Platonides wrote:
On 29/01/12 22:48, MZMcBride wrote:
Hi.
Is there a list of (current) impediments to forking a Wikimedia wiki?
replicating parser,
The parser is publically available. We have no hidden tricks.
available dumps,
Dumps are running quite well currently. That shouldn't be a problem
Image access,
Downloading images is slightly harder. Although the big problem is the huge amount of them (so big size, which translates into needed disk space + bandwidth to download), not in getting the files. If you weren't interested in really forking the images, $wgUseInstantCommons could be used.

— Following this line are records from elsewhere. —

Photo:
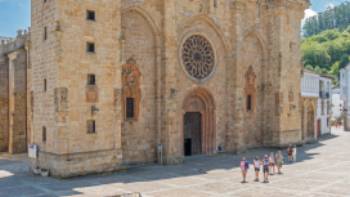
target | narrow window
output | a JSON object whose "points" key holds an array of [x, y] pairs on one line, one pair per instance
{"points": [[45, 33], [91, 126], [249, 102], [91, 79], [130, 107], [90, 47], [44, 134], [90, 15], [45, 85]]}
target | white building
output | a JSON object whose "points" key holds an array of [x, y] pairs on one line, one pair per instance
{"points": [[316, 105], [337, 104], [324, 105], [345, 94]]}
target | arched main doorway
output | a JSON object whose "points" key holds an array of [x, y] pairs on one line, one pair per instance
{"points": [[198, 123]]}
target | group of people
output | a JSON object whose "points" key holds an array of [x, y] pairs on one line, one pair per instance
{"points": [[268, 164]]}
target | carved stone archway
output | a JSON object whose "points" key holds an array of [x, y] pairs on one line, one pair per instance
{"points": [[201, 101]]}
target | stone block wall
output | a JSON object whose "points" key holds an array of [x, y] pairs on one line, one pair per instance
{"points": [[4, 104], [244, 34], [13, 81]]}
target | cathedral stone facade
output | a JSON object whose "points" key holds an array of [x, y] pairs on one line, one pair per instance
{"points": [[115, 83]]}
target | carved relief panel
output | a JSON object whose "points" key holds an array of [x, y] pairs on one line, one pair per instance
{"points": [[131, 90]]}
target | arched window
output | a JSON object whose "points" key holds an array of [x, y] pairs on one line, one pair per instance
{"points": [[250, 89]]}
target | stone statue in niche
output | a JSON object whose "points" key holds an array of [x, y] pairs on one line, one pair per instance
{"points": [[250, 89], [61, 99], [61, 103], [131, 77], [91, 94]]}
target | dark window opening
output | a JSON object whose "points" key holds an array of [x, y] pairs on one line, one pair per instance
{"points": [[130, 108], [45, 85], [45, 33], [91, 79], [90, 47], [91, 124], [90, 15], [44, 134], [249, 103]]}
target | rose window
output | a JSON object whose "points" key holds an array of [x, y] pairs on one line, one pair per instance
{"points": [[198, 57]]}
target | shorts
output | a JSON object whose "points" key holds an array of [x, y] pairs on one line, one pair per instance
{"points": [[266, 169]]}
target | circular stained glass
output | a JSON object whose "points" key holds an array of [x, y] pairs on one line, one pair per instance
{"points": [[198, 57]]}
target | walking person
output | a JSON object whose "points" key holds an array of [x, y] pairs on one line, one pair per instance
{"points": [[295, 153], [290, 153], [279, 161], [257, 164], [272, 163], [266, 164], [244, 168]]}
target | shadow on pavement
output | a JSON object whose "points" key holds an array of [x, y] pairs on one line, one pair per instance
{"points": [[15, 177]]}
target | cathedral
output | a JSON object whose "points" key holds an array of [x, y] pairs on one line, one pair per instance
{"points": [[114, 83]]}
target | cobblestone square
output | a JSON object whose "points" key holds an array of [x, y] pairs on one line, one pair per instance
{"points": [[322, 170]]}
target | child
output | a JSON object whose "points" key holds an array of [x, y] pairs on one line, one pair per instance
{"points": [[272, 163], [257, 164], [290, 153], [279, 161], [244, 168], [266, 168]]}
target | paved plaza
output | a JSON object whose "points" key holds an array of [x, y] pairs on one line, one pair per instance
{"points": [[323, 170]]}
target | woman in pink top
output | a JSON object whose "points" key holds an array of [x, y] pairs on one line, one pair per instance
{"points": [[244, 165]]}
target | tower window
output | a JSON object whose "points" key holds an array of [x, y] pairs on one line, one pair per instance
{"points": [[249, 102], [130, 108], [45, 85], [45, 33], [91, 79], [44, 134], [91, 126], [90, 15], [90, 47]]}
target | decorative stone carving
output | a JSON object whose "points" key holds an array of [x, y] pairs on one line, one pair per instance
{"points": [[200, 100], [91, 94], [131, 85], [61, 99], [198, 57]]}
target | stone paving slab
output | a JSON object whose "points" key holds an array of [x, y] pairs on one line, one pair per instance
{"points": [[322, 170]]}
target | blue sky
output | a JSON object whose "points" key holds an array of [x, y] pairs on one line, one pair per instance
{"points": [[15, 14]]}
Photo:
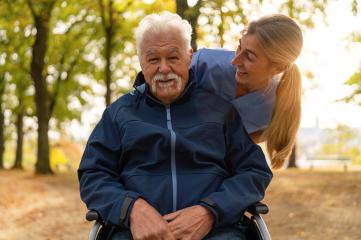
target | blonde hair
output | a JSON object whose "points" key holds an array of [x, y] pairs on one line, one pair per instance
{"points": [[161, 23], [281, 39]]}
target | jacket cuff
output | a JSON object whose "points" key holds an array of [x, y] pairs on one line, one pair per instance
{"points": [[213, 208], [126, 208]]}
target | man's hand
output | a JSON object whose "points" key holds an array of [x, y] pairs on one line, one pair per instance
{"points": [[190, 223], [147, 223]]}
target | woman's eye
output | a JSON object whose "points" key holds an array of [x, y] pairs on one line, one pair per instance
{"points": [[152, 60]]}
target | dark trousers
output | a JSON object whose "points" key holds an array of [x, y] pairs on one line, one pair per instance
{"points": [[227, 233]]}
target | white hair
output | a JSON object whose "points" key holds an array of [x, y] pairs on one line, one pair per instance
{"points": [[159, 23]]}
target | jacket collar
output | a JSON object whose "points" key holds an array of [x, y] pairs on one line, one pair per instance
{"points": [[143, 88]]}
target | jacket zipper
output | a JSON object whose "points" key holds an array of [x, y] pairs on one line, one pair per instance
{"points": [[172, 158]]}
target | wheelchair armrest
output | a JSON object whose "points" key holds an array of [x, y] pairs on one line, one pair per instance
{"points": [[257, 208], [92, 215]]}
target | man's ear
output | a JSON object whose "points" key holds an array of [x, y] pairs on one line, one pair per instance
{"points": [[279, 68]]}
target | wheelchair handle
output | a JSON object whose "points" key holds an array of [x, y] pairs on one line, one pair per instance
{"points": [[92, 216], [258, 208]]}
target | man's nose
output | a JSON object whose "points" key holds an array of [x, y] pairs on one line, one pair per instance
{"points": [[237, 59], [164, 67]]}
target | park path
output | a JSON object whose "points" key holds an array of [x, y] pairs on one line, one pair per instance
{"points": [[40, 207], [304, 205]]}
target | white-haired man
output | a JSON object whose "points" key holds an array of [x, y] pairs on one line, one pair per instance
{"points": [[170, 160]]}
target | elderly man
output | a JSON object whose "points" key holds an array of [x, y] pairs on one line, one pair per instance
{"points": [[170, 160]]}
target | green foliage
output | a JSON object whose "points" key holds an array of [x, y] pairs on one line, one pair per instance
{"points": [[342, 142], [354, 7], [355, 82]]}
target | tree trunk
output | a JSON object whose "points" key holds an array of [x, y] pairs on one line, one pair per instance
{"points": [[108, 56], [2, 124], [19, 141], [2, 136], [292, 160], [42, 100], [190, 14]]}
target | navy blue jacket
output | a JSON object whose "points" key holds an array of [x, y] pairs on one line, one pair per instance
{"points": [[195, 151]]}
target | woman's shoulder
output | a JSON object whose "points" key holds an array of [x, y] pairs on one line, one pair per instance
{"points": [[256, 108], [214, 71]]}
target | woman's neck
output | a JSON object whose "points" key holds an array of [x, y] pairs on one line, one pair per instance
{"points": [[242, 89]]}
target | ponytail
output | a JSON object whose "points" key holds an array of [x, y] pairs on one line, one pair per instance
{"points": [[286, 117]]}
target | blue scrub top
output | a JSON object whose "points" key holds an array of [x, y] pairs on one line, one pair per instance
{"points": [[215, 73]]}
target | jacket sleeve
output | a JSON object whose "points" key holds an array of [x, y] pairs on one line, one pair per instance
{"points": [[249, 176], [100, 185]]}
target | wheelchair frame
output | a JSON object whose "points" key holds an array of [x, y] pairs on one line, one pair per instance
{"points": [[258, 229]]}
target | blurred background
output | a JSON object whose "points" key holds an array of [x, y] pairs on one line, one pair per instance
{"points": [[63, 61]]}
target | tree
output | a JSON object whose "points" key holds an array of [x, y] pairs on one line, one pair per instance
{"points": [[191, 14], [54, 72], [2, 120], [118, 20]]}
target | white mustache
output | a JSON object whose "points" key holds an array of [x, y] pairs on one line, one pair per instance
{"points": [[162, 77]]}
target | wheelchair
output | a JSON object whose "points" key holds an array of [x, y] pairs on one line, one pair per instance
{"points": [[256, 228]]}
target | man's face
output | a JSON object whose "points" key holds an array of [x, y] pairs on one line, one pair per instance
{"points": [[165, 62]]}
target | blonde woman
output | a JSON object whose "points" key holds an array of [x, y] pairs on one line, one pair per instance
{"points": [[261, 80]]}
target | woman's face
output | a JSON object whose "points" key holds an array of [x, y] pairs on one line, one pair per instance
{"points": [[254, 70]]}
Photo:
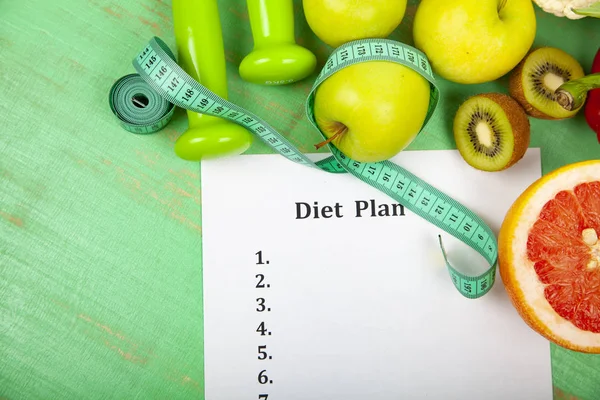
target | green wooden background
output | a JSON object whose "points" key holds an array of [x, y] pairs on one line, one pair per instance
{"points": [[100, 230]]}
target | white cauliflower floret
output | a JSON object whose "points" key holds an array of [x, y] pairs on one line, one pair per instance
{"points": [[564, 8]]}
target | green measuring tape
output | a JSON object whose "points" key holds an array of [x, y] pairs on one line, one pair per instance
{"points": [[156, 65], [139, 108]]}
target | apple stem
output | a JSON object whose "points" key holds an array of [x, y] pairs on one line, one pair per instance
{"points": [[340, 132]]}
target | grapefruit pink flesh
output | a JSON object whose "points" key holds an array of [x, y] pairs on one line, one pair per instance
{"points": [[563, 245]]}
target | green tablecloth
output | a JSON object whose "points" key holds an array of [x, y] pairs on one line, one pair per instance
{"points": [[100, 229]]}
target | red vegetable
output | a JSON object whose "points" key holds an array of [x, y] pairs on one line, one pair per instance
{"points": [[584, 92], [592, 106]]}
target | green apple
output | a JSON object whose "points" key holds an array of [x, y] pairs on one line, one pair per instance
{"points": [[371, 110], [336, 22], [474, 41]]}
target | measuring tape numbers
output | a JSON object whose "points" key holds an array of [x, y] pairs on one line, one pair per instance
{"points": [[156, 65]]}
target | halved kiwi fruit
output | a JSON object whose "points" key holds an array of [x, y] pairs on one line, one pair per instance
{"points": [[491, 131], [535, 79]]}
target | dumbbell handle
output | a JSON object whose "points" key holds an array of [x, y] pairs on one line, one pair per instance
{"points": [[200, 53], [200, 50], [272, 21]]}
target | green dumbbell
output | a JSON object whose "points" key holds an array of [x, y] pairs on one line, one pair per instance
{"points": [[276, 59], [201, 54]]}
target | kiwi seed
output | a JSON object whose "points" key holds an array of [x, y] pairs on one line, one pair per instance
{"points": [[491, 131], [535, 79]]}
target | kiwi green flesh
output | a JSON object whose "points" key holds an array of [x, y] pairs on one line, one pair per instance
{"points": [[543, 72], [483, 134]]}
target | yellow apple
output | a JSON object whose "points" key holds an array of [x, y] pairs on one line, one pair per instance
{"points": [[371, 110], [336, 22], [474, 41]]}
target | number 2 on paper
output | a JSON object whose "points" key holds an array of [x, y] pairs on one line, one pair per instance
{"points": [[261, 285]]}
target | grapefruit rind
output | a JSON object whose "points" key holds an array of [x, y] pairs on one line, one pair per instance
{"points": [[517, 272]]}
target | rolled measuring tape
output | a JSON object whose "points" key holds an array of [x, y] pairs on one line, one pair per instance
{"points": [[156, 65], [138, 107]]}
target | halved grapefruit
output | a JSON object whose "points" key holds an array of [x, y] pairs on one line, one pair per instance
{"points": [[549, 256]]}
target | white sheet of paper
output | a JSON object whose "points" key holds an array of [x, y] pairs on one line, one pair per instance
{"points": [[356, 307]]}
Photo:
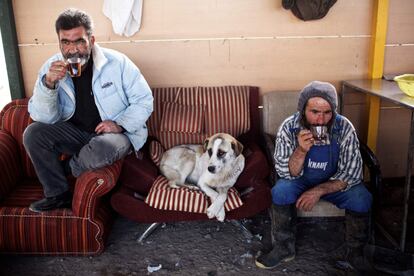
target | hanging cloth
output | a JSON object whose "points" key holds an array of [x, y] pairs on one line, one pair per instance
{"points": [[308, 9], [125, 15]]}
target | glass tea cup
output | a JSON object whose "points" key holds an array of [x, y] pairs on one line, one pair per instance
{"points": [[320, 134], [74, 65]]}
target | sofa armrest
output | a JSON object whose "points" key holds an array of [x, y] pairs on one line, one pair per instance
{"points": [[91, 186], [9, 163]]}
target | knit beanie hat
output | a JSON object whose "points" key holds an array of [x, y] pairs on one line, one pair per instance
{"points": [[321, 89]]}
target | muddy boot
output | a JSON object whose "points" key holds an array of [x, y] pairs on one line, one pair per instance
{"points": [[283, 234], [356, 237]]}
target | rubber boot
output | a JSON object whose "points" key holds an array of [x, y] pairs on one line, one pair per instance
{"points": [[356, 237], [283, 235]]}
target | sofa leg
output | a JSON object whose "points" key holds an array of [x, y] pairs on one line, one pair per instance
{"points": [[148, 231], [246, 232]]}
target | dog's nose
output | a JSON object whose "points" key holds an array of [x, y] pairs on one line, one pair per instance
{"points": [[211, 169]]}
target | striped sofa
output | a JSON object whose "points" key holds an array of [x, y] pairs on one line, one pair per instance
{"points": [[81, 230], [188, 115]]}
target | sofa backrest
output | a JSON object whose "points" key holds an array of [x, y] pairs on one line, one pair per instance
{"points": [[14, 118], [188, 115], [277, 106]]}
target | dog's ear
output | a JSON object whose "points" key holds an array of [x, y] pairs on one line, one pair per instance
{"points": [[237, 147], [205, 144]]}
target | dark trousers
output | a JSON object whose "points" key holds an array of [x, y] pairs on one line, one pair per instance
{"points": [[45, 143]]}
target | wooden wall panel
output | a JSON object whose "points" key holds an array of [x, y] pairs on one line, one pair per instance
{"points": [[400, 22], [271, 64], [399, 59], [206, 42]]}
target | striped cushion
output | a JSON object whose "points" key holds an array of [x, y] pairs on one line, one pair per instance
{"points": [[156, 152], [14, 119], [182, 118], [226, 109], [162, 196]]}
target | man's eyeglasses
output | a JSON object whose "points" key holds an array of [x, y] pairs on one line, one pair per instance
{"points": [[77, 43]]}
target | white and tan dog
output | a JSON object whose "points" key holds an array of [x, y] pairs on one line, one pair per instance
{"points": [[214, 167]]}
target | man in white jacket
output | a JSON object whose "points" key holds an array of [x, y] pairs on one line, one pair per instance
{"points": [[97, 118]]}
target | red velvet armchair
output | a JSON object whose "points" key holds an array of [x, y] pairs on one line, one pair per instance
{"points": [[81, 230], [188, 116]]}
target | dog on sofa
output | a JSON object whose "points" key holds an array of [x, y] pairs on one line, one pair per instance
{"points": [[213, 167]]}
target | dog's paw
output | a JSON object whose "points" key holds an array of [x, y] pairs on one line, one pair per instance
{"points": [[210, 214], [212, 211], [173, 184]]}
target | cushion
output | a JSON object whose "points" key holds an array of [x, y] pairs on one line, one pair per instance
{"points": [[156, 151], [162, 196], [182, 118]]}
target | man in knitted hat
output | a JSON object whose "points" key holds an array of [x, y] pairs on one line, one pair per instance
{"points": [[309, 171]]}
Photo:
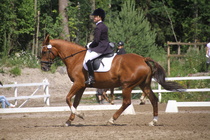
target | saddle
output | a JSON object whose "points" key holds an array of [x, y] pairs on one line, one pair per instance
{"points": [[97, 61]]}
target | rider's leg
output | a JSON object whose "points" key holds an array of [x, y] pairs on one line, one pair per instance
{"points": [[90, 55]]}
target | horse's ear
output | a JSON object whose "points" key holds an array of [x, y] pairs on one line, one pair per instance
{"points": [[47, 40]]}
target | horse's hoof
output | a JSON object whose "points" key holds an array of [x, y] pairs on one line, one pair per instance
{"points": [[110, 121], [81, 115], [68, 123], [153, 123]]}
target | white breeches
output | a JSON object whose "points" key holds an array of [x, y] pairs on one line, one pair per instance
{"points": [[90, 55]]}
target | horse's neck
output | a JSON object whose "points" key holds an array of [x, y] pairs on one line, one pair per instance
{"points": [[66, 49]]}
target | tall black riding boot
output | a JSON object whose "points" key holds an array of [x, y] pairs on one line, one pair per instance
{"points": [[91, 73]]}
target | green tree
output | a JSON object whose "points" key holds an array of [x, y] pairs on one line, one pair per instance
{"points": [[131, 27]]}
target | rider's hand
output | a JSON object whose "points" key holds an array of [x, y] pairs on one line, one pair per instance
{"points": [[88, 45]]}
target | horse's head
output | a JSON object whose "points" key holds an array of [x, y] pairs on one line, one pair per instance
{"points": [[48, 54]]}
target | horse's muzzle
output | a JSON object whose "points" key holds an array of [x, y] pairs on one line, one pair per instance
{"points": [[45, 66]]}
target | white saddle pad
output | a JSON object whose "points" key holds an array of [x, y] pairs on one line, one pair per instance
{"points": [[106, 66]]}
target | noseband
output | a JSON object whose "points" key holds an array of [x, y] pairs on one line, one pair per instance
{"points": [[50, 62]]}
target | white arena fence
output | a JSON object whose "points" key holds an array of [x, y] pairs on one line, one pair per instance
{"points": [[46, 97], [44, 85], [160, 90]]}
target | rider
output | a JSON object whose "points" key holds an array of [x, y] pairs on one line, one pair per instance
{"points": [[120, 49], [100, 44]]}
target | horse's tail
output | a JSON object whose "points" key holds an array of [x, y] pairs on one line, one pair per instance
{"points": [[160, 75]]}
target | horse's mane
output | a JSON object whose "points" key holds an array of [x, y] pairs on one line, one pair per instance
{"points": [[67, 43]]}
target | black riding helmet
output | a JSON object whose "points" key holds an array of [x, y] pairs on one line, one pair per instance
{"points": [[120, 43], [99, 12]]}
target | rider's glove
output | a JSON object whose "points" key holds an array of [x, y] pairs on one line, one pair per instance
{"points": [[88, 45]]}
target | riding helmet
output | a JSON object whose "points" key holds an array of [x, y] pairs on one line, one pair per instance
{"points": [[99, 12], [120, 43]]}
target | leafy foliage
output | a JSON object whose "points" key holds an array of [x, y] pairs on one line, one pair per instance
{"points": [[133, 29]]}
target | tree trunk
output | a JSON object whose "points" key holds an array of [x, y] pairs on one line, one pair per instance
{"points": [[62, 10]]}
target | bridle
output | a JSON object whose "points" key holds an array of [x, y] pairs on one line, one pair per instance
{"points": [[49, 50]]}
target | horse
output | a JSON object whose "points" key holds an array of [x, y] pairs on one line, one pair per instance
{"points": [[111, 97], [127, 71]]}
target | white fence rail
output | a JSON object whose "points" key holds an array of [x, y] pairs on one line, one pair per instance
{"points": [[44, 85], [46, 95], [160, 90]]}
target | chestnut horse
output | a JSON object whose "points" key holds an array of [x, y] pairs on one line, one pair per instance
{"points": [[127, 71]]}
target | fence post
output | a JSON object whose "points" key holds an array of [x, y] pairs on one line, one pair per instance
{"points": [[15, 93], [46, 91], [159, 93]]}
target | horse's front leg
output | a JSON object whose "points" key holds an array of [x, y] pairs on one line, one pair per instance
{"points": [[126, 102], [154, 101], [142, 99], [112, 95], [78, 92]]}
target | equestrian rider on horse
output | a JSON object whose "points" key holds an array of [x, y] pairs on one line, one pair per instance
{"points": [[100, 44]]}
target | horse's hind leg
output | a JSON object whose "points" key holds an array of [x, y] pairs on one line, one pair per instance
{"points": [[154, 101]]}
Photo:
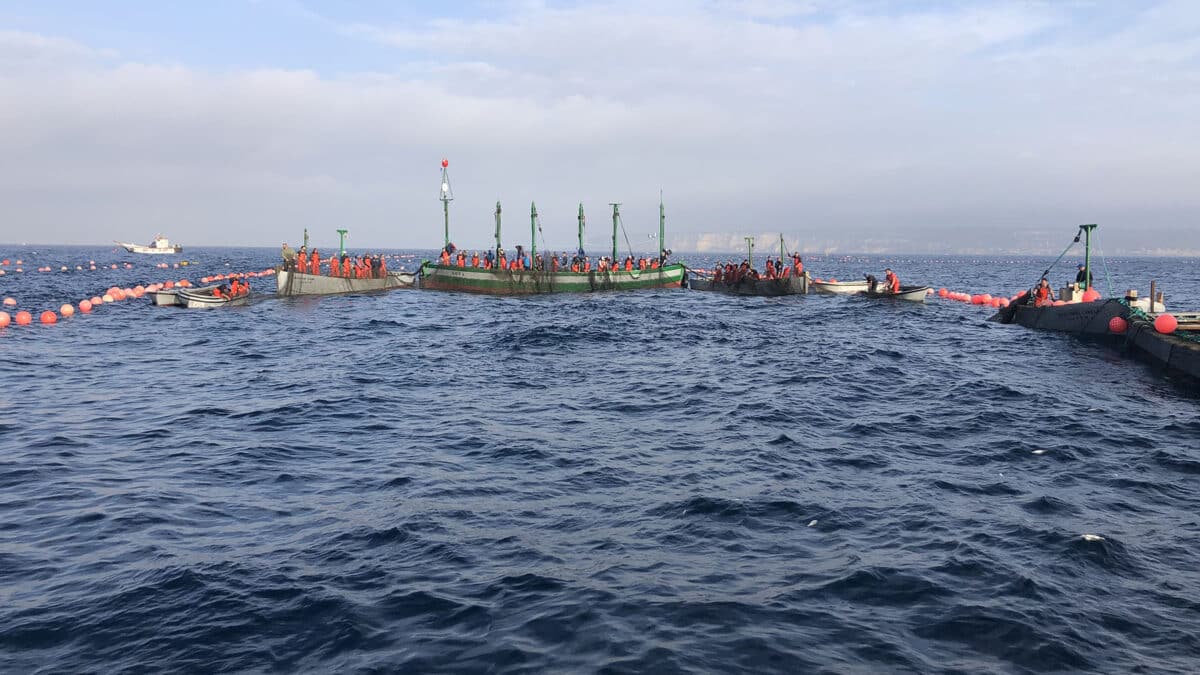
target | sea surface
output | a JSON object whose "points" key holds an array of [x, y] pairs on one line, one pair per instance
{"points": [[646, 482]]}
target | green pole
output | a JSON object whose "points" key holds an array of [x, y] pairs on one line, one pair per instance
{"points": [[341, 242], [447, 197], [497, 230], [663, 231], [616, 217], [580, 250], [533, 232]]}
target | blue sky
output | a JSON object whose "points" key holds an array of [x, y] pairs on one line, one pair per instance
{"points": [[855, 126]]}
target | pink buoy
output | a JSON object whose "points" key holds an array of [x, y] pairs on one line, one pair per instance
{"points": [[1165, 323]]}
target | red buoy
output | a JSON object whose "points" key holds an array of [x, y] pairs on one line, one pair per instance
{"points": [[1165, 323]]}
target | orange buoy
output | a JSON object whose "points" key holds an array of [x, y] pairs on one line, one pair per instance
{"points": [[1165, 323]]}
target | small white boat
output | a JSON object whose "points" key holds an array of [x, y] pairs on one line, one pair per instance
{"points": [[838, 286], [160, 245], [911, 293], [204, 298]]}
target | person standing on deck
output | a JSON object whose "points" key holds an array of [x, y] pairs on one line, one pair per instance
{"points": [[289, 257], [892, 281], [1084, 278]]}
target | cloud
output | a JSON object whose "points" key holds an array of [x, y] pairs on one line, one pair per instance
{"points": [[834, 124]]}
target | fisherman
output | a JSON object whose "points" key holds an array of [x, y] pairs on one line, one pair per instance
{"points": [[289, 257], [1084, 278], [892, 281], [1043, 294]]}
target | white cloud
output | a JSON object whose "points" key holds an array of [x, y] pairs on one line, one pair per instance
{"points": [[823, 121]]}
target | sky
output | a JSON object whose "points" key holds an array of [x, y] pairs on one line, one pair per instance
{"points": [[846, 126]]}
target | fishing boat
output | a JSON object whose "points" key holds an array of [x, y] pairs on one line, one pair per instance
{"points": [[204, 299], [911, 293], [544, 278], [838, 287], [161, 245], [754, 284]]}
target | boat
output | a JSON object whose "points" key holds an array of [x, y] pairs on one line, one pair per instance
{"points": [[204, 299], [165, 297], [911, 293], [160, 245], [838, 287], [755, 285], [292, 282], [441, 276]]}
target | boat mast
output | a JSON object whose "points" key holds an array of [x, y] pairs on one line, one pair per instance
{"points": [[582, 220], [533, 233], [616, 217], [341, 243], [497, 231], [447, 197], [1087, 255], [663, 231]]}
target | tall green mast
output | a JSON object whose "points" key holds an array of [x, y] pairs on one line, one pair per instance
{"points": [[582, 220], [616, 217], [1087, 255], [447, 197], [533, 233], [497, 230]]}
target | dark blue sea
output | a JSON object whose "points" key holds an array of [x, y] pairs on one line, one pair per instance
{"points": [[647, 482]]}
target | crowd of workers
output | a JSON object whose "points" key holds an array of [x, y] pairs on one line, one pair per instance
{"points": [[349, 267], [555, 262]]}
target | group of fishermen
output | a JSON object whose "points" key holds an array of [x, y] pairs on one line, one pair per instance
{"points": [[556, 262], [349, 267], [731, 274]]}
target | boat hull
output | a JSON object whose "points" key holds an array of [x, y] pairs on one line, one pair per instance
{"points": [[765, 287], [204, 299], [151, 250], [910, 293], [291, 282], [839, 287], [528, 282]]}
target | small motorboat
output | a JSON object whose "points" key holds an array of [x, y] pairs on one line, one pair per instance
{"points": [[839, 287], [205, 298], [911, 293]]}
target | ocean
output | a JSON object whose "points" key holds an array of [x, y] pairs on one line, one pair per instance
{"points": [[647, 482]]}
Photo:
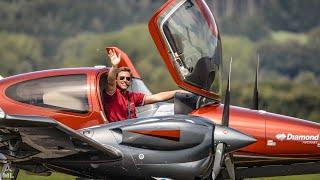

replicating user table, etc.
All user data deemed private is not available. Basically password hashes, watchlists and some preferences.
I appreciate the inline replies, but these were just ideas of the top of my head. ;-) I was asking about a more thorough review.
Also, replicating the parser is fairly difficult. Link existence checks, interwikis, image rendering with foreign repos, extension tags (math support, hiero support, syntax highlighting), Tidy interaction, etc. make actual replication very difficult. You can approximate, though.
Apart from the parser, depending on the level to which you want to replicate, certain parts of public data still aren't dumped, I think. The user table isn't dumped publicly, as I recall, not even in sanitized form. So you'd need a lot of API requests or the Toolserver there. These are the types of impediments it'd be nice to document....
MZMcBride